Loading and formatting data
library(broom)


ril_link <- "https://raw.githubusercontent.com/ybrandvain/datasets/refs/heads/master/clarkia_rils.csv"
gc_rils <- readr::read_csv(ril_link) |>
  dplyr::mutate(visited = mean_visits > 0) |>
  filter(location == "GC", !is.na(prop_hybrid), ! is.na(petal_area_mm))|>
  dplyr::select(ril, location, prop_hybrid, petal_area_mm)|>
  mutate(petal_area_quartile = cut( petal_area_mm,
                                    breaks = quantile(petal_area_mm, probs = seq(0, 1, 0.25), na.rm = TRUE),
                                    include.lowest = TRUE))


hybrid_lm <- lm(prop_hybrid ~ petal_area_mm, data = gc_rils)
augmented_hybrid_lm <- augment(hybrid_lm)

We have found slightly more than a half percentage point increase in percentage of seeds that are hybrid for each \(1\text{ mm}^2\) increase in petal area, and quantified uncertainty about this estimate. We also know that this relationship could have arisen by sampling error from a population in which no such relationship existed. Now we ask:

Can the observed relationship between petal area and proportion hybrid seed be easily attributed to sampling error?

We will go about this in three ways:

Reassuringly we will see that the t- and F- based analyses result in the exact same p-value, as seen previously.

  1. Using the tools of the t-distribution to test if the slope is significantly different from zero.
  2. Using the ANOVA framework to see if the variation attributable to the model exceeds that attributable to error.
  3. Using permutation to see if the observed slope stands out from the distribution of slopes generated by random shuffling.

A t-based approach for NHST of linear regression

Does the intercept differ from zero?

Who cares that question is dumb.

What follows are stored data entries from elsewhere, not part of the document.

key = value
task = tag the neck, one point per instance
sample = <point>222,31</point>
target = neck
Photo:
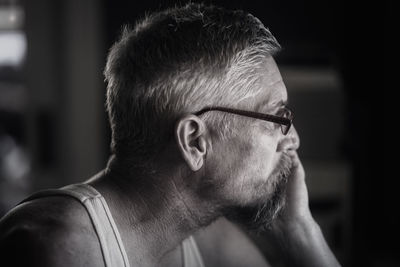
<point>154,213</point>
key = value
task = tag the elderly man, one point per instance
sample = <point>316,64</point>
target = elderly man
<point>201,138</point>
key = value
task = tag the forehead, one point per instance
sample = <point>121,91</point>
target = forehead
<point>273,91</point>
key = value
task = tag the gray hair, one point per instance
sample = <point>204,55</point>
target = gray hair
<point>178,61</point>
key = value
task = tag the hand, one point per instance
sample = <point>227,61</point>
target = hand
<point>297,206</point>
<point>297,235</point>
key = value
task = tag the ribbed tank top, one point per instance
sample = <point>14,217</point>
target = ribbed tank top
<point>112,247</point>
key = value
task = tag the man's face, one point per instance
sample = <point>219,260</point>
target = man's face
<point>250,168</point>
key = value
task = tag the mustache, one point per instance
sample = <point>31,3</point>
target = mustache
<point>259,217</point>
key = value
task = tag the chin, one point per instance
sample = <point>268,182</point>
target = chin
<point>260,215</point>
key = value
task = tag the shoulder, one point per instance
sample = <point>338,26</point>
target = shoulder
<point>225,244</point>
<point>51,231</point>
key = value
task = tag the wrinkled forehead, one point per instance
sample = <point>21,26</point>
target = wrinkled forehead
<point>273,94</point>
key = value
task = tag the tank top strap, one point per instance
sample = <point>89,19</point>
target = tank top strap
<point>112,248</point>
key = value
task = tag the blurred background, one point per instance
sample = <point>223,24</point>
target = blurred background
<point>54,131</point>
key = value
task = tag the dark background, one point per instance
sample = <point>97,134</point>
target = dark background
<point>334,62</point>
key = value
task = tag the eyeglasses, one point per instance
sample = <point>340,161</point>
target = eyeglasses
<point>285,121</point>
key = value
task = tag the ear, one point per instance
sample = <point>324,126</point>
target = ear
<point>191,138</point>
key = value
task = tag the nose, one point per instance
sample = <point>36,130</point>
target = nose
<point>291,141</point>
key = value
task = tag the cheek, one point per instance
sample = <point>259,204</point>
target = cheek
<point>245,169</point>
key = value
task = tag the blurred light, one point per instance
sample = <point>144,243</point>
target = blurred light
<point>11,18</point>
<point>12,48</point>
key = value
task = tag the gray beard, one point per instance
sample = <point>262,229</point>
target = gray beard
<point>258,217</point>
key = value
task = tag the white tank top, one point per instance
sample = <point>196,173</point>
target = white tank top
<point>112,248</point>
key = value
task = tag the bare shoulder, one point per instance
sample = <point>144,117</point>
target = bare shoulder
<point>225,244</point>
<point>51,231</point>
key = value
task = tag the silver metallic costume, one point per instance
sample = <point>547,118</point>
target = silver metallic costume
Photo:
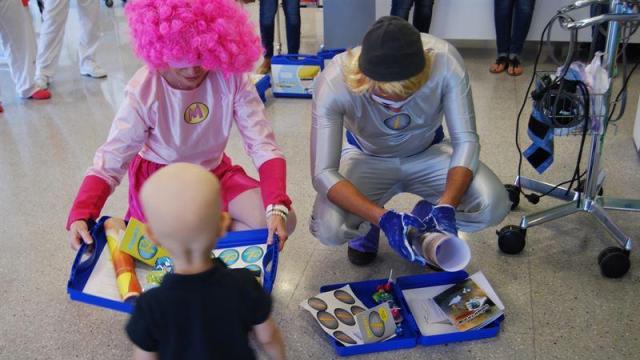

I will not calculate it for the intercept because its f$^&!ng stupid. HINT: It’s a t-distribution and the so-called null is 0.

Does the slope differ from zero?

We will first use a t-based approach to test the null of a slope of zero. Remember the steps of a t-based test

  1. Calculate t as the distance, in standard errors, between our estimate and the null.
  2. Find the p-value as the area in both tails of the t-distribution that is as extreme as, or more extreme than, the observed t-value. Because t is symmetric we usually take the absolute value of t and multiply the area on right tail by two to find the total area.
  3. Reject the null if p < 0.05.

In the equation for \(SE_b\):

  • \(s_e\) is the standard deviation in residuals.
  • \(s_x\) is the standard deviation in the explanatory variable.
  • \(n\) is the sample size.

Because the null hypothesis says that the slope equals zero, the t-statistic is:

\[t = \frac{b - 0}{SE_b} = \frac{b}{SE_b}\]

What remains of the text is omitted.